Kirk Pepperdine's attendence of AMD's performance talk at JavaOne produced a cascade of fascinating memories about Cray optimizations. Here, Kirk relates some of the most interesting optimizations that helped make Cray's superfast - and how that relates to your Java programs.Published July 2007, Author Kirk Pepperdine
Traditionally JavaONE has offered more performance related talks than any other Java conference. This year was no exception, with so many performance related talks it was impossible to attend all of them. One of the more interesting performance related sessions was put on by AMD's Azeem Jiva. The timeless theme of the talk was: make sure your programs are good to your hardware and your hardware will be good to you. I say timeless because as I watched Azeem stroll through the demos, my mind was deluged with memories of my days programming on Cray supercomptuers.
The Cray series of super-computers were an engineering marvel when they were in their prime. The brilliance in the machine architecture wasn't only about speed. The scalar processors were not much faster than what would be found on any other server. Cray's brilliance was about the balance within the machine. As they saw it, there is no point in having a superfast CPU if it was only going to be starved for work. So, much of the extreme engineering that took place was in making sure that the CPUs were never hung on wait conditions.
One of my long time recomendations for Windows users to eliminate virtual memory from their machines (don't do this unless you've got plenty of real RAM) is based on the lack of virtual memory on Cray systems. In a time when memory was both in short supply and expensive, Cray recognized that getting data from a disk created huge wait conditions. So they eliminated virtual memory. To help with the I/O they introduced the use of solid state memory devices and multiple separate channels to move data from one place to another.
Most of these optimizations were performed under the hood and, aside from a few rule of thumbs such as don't do I/O and process in the same loop, one's coding style had little effect on performance. That said, there were other optimizations that could be obliterated if the developer ignored or didn't understand how the underlying hardware was architected and functioned. Out of the many optimizations that a developers coding style had the direct ability to affect, I'd like to mention three. These were: instruction buffer faults; striding through memory; and the ability to utilize the vector processors.

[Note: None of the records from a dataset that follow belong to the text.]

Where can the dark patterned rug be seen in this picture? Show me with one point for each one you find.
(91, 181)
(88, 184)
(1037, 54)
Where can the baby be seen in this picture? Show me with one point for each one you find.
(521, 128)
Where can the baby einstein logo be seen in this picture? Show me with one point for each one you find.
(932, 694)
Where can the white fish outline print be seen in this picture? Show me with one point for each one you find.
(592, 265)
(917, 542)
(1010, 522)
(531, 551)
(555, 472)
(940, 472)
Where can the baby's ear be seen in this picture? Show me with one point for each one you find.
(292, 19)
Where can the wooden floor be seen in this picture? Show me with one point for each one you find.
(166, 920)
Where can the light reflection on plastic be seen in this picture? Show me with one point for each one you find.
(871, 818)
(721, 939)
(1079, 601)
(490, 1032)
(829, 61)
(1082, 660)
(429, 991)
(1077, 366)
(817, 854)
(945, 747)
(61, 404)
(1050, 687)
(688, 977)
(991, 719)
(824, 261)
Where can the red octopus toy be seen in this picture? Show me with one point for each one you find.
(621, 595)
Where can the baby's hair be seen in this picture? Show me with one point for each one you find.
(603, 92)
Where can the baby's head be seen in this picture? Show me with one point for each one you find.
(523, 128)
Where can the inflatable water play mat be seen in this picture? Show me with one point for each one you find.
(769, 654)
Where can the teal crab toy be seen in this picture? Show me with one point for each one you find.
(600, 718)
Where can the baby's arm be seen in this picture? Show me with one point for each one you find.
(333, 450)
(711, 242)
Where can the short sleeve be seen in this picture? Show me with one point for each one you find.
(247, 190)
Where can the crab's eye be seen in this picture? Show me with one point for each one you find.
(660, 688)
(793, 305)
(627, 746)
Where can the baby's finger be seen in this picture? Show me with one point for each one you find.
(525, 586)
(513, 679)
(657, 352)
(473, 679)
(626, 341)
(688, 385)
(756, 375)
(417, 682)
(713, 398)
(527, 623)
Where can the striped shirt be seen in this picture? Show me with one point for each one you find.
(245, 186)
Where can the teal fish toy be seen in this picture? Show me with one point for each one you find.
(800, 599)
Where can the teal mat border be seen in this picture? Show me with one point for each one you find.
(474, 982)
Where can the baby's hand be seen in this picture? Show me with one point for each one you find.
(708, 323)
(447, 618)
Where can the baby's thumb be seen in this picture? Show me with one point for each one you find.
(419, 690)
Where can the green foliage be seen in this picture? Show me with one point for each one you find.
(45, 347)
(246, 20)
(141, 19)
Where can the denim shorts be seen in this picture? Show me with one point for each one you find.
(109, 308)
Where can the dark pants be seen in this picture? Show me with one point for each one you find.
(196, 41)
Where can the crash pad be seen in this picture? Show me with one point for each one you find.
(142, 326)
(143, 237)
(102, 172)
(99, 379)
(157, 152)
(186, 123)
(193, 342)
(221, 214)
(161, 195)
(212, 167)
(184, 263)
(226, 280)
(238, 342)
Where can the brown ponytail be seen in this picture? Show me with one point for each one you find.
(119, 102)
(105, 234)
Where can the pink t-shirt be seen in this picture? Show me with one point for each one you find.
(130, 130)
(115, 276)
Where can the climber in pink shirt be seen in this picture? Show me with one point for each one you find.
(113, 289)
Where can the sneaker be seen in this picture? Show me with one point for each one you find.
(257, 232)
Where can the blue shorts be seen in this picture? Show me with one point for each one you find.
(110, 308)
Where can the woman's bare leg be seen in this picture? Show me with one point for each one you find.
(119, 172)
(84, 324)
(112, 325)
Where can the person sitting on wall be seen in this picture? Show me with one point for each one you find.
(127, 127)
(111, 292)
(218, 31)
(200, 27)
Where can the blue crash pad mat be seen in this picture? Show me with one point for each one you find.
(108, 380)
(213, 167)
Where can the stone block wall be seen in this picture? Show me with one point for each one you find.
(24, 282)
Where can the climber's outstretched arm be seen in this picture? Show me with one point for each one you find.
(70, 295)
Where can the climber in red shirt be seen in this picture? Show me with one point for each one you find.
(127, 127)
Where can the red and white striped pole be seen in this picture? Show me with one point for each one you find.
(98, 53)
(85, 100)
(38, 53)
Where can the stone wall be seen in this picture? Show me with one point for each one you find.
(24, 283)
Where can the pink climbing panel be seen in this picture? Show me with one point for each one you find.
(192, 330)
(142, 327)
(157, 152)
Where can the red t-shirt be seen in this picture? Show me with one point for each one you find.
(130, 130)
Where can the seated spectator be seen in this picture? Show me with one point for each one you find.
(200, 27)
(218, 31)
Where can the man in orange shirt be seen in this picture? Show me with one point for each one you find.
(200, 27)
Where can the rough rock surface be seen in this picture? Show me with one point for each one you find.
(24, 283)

Though rare at the time, some form of the technologies found in Cray's vector processors are now commonplace in modern day processors. For example, pipelining intermediate results through various stages of computation so that the processor can work on multiple pieces of data at the same time is quite common. Things like path prediction are much more advanced now then they were at when I programmed Crays. Back in the late 80s, early 90s, it was fairly easy (and it still is) to obfuscate what you may want to do next. In the worst case, Cray would run your code in scalar mode instead of being able to utilize the much faster and more effecient vector processors. The most common way to obfuscate was to put branch statements in a for
loop (vector processors worked best with large for
loops). In order to get code to vectorize, one would often separate the data based on the condition in the branch prior to entering the processing loop. Each dataset would then be run through it's own separate loop with the branch removed.

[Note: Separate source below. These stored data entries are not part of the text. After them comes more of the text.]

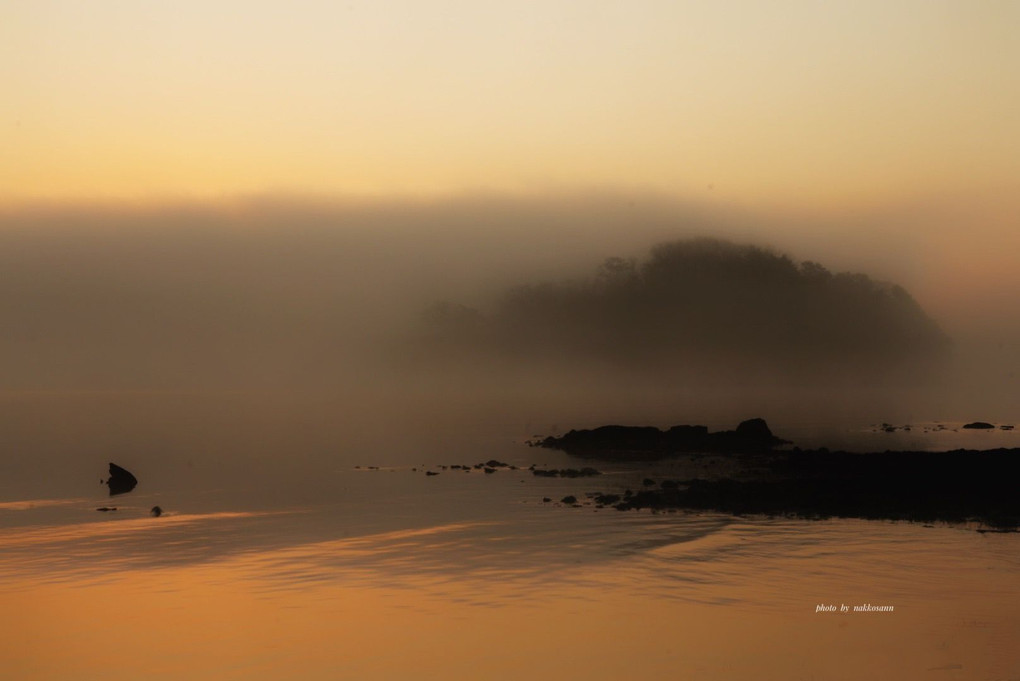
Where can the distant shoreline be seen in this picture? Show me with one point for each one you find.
(742, 472)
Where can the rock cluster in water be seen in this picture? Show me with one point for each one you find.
(647, 442)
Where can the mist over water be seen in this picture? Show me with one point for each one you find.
(314, 311)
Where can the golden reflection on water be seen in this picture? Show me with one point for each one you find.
(471, 600)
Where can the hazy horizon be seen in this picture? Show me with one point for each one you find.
(302, 295)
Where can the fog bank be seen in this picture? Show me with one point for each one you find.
(320, 297)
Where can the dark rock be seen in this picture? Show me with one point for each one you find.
(646, 442)
(120, 480)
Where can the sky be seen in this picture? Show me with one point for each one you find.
(446, 149)
(782, 103)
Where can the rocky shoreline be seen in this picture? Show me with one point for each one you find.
(751, 476)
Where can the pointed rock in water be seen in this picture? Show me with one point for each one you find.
(120, 480)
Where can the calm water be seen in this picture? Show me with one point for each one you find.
(279, 558)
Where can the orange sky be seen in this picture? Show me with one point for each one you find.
(781, 103)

Cray's instruction buffer was big enough to hold 40 instructions. The system would load the next 40 instructions to be executed and when they were exhausted it would load the next 40. It did have the ability to do a predictive pre-fetch but in general, fetching the next set of instructions would most likely be a hold condition (CPU goes hungry). This is yet another case where a developer's coding style could have adverse effects on performance. Of course code that randomly jumped to instructions not in the buffer would have the biggest impact on performance, but there were more subtle conditions than that. Again loops become important. Loops that were larger than 40 instructions and those that spilled over an instruction buffer boundary would result in some (sometimes significant) performance degradation. The obvious solution for the former problem was to write very small tight loops even if that meant looping twice over the same dataset. Crays were very well tuned for doing this, so quite often several single passes worked much better than a single "do all" pass over the dataset.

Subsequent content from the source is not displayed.